While renovating mall spaces to accommodate smaller footprints or alternative uses is an expensive undertaking, it also paves the way for higher rents and new traffic from incoming tenants.
2. Supplementing shopping with entertainment
In October, the first phase of the American Dream megamall in East Rutherford, N.J., finally opened to the public. The 3 million-square-foot shopping and entertainment complex includes a theme park, a water park, an indoor ski slope and snowboard park, a giant Ferris wheel and an NHL-size ice rink.
American Dream is an extreme example, but many malls today are adding entertainment options to cater to evolving consumer tastes. Their reasoning: These tenants give visitors something that can’t easily be replicated online, whether that’s a virtual reality arcade, a made-for-Instagram pop-up museum or an e-sports arena.
3. Making the food court a destination
Gone are the days when Panda Express and Subway would satisfy most mall visitors; now, owners are adding craft breweries, oyster bars and artisanal sandwich vendors, and they’re handing over the reins of their food halls to celebrity chefs.
Earlier this year, the International Council of Shopping Centers (ICSC) polled more than 1,000 U.S. consumers, and half said they want malls to offer more food and beverage options, ahead of leisure and entertainment venues (40%), medical/health clinics (28%), personal care services (26%) and gyms/fitness centers (25%).
4. Embracing mixed-use
Malls were once considered a stand-in for the town square; in the future, they may be more like towns unto themselves, with residential towers, offices, hotels, and schools built alongside retail spaces.
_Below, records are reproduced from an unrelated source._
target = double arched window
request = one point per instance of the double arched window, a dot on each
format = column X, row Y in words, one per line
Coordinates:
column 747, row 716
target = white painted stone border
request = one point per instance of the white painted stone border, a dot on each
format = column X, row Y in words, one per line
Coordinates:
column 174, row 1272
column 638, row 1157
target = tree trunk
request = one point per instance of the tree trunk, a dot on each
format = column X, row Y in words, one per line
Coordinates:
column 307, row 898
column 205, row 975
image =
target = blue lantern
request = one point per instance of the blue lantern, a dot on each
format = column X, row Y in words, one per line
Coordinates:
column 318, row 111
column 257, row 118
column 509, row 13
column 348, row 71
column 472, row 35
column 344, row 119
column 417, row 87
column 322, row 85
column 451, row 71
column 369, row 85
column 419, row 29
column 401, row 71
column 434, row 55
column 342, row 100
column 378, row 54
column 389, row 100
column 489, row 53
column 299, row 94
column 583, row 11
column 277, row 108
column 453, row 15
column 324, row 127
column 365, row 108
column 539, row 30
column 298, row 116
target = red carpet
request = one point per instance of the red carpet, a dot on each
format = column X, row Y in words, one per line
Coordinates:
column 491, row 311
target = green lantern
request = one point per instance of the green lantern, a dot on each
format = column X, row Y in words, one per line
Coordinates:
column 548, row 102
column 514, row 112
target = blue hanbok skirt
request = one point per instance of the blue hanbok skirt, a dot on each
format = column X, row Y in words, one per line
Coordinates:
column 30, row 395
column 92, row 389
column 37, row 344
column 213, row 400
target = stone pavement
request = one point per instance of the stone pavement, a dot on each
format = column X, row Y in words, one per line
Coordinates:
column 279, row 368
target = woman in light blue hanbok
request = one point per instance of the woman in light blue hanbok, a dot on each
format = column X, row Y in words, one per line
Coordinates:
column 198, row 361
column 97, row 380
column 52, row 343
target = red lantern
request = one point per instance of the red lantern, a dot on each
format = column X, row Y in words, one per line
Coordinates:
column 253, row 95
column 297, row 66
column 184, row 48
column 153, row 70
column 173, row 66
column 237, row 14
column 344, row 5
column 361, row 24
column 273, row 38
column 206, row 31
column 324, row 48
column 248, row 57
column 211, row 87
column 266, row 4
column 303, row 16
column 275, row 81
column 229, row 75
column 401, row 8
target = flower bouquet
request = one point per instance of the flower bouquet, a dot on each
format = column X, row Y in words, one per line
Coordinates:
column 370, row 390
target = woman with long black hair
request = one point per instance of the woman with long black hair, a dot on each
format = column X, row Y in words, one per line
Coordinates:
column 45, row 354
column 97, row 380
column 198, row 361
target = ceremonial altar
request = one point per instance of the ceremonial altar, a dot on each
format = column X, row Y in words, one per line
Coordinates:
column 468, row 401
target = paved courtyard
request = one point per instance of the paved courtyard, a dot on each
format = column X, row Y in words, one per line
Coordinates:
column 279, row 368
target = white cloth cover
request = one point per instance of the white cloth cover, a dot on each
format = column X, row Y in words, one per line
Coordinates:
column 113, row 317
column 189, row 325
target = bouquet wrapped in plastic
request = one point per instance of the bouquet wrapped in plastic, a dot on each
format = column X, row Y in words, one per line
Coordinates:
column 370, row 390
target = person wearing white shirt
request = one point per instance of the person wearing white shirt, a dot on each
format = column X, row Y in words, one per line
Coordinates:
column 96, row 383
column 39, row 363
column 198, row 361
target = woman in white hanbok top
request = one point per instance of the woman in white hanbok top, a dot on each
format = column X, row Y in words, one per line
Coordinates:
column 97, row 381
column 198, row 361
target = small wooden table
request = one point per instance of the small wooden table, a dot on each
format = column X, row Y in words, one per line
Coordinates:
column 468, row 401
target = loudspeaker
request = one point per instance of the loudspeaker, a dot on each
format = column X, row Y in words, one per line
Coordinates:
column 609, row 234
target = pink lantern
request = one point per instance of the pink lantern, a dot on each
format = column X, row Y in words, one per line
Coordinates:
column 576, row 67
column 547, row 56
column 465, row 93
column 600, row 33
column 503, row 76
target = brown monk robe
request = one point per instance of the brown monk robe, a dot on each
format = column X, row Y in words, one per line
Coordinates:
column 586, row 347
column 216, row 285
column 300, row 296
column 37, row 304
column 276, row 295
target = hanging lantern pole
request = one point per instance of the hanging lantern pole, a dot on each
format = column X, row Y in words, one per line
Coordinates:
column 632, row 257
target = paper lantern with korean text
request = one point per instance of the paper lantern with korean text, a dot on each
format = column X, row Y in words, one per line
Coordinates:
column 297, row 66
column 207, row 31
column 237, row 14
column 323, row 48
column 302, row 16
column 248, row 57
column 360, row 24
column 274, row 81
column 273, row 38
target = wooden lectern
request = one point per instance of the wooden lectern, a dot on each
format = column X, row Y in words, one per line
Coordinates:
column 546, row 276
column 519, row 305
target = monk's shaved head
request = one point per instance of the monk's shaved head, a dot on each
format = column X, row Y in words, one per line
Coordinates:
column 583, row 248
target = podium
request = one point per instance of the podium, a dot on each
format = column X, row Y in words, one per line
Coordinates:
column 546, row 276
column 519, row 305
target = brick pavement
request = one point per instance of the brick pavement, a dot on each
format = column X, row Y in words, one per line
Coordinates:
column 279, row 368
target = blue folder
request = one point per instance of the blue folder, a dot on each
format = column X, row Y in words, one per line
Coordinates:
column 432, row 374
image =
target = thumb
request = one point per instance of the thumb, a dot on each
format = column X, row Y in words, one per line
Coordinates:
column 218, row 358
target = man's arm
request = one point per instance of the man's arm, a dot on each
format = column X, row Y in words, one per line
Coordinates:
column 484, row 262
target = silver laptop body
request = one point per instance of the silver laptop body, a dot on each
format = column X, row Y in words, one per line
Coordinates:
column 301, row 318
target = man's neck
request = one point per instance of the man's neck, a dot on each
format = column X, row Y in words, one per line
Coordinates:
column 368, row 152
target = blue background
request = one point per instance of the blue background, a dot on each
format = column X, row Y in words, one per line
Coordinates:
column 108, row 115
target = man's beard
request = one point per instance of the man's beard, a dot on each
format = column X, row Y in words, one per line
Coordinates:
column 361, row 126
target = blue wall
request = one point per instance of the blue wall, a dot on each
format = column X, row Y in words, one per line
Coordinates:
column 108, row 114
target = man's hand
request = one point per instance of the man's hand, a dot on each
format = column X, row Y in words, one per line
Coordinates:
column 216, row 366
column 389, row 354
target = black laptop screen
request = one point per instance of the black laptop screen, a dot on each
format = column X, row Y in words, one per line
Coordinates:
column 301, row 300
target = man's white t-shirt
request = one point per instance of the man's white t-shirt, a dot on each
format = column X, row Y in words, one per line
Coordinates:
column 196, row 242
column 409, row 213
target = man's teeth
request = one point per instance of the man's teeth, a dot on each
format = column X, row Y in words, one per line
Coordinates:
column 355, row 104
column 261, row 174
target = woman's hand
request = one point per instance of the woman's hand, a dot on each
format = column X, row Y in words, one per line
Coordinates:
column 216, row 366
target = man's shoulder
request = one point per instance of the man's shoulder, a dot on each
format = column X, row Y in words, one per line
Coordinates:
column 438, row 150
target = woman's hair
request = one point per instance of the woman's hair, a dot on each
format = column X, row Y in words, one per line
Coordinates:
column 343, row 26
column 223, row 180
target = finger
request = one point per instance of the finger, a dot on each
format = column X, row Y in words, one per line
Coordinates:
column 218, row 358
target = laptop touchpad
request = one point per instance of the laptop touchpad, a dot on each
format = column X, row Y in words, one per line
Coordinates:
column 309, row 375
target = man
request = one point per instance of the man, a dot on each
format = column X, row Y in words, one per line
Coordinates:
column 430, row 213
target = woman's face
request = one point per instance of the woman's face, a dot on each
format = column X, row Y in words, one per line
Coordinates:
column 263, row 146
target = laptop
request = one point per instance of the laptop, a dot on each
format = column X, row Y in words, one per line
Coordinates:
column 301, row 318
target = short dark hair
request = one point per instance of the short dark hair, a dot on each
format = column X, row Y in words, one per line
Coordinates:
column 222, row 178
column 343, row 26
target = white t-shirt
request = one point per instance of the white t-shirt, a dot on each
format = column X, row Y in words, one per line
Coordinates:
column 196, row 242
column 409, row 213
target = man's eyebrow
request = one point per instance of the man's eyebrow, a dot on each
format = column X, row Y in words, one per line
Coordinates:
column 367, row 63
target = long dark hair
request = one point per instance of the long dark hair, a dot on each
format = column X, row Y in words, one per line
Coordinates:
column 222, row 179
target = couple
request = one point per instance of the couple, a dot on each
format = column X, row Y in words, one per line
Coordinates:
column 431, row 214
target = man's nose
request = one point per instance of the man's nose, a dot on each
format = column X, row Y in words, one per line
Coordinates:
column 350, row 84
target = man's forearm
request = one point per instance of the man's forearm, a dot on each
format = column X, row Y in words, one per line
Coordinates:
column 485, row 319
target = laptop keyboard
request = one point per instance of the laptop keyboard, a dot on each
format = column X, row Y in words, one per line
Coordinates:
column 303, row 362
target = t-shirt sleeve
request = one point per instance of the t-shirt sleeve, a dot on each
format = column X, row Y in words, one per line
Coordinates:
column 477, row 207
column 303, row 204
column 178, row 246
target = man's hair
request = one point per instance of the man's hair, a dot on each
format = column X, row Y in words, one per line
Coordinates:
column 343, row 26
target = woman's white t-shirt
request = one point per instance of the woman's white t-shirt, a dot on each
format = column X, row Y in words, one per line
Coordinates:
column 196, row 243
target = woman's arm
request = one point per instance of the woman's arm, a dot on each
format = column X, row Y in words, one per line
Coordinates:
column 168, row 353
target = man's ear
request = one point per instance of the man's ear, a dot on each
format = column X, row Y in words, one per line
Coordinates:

Non-retail or restaurant tenants filled 24.5% of total shopping center space in 2018, according to ICSC, up from 19.2% in 2012.
Even America’s first mall — Seattle’s Northgate Mall — is being redeveloped into a mixed-use property; 60% of the existing structures will be torn down to make room for 1,200 new housing units, four office towers, a 200-room hotel, an indoor fitness center with rooftop pool and a “Central Park” that would unite the complex around more than 100,000 square feet of green space.
5. Courting direct-to-consumer brands
While physical retail was once anathema to digitally native direct-to-consumer brands, most startups have since realized the value of having a brick-and-mortar footprint. For shoe companies in particular, stores can drive conversion and reduce costly returns by offering customers a chance to try on the product. For malls, meanwhile, buzzy brands that can’t be found elsewhere are key to bringing in millennial and Generation Z consumers.
“[Developers] want those retailers that have great product, great service and great experience,” Doug Healey, EVP of leasing at Macerich, told FN in February. “The brands who just naturally do it well — because that’s who the millennials and Gen Zers grew up with — are the digital brands. That’s why we’re doing deals with Allbirds, Untuckit, Morphe and Peloton.”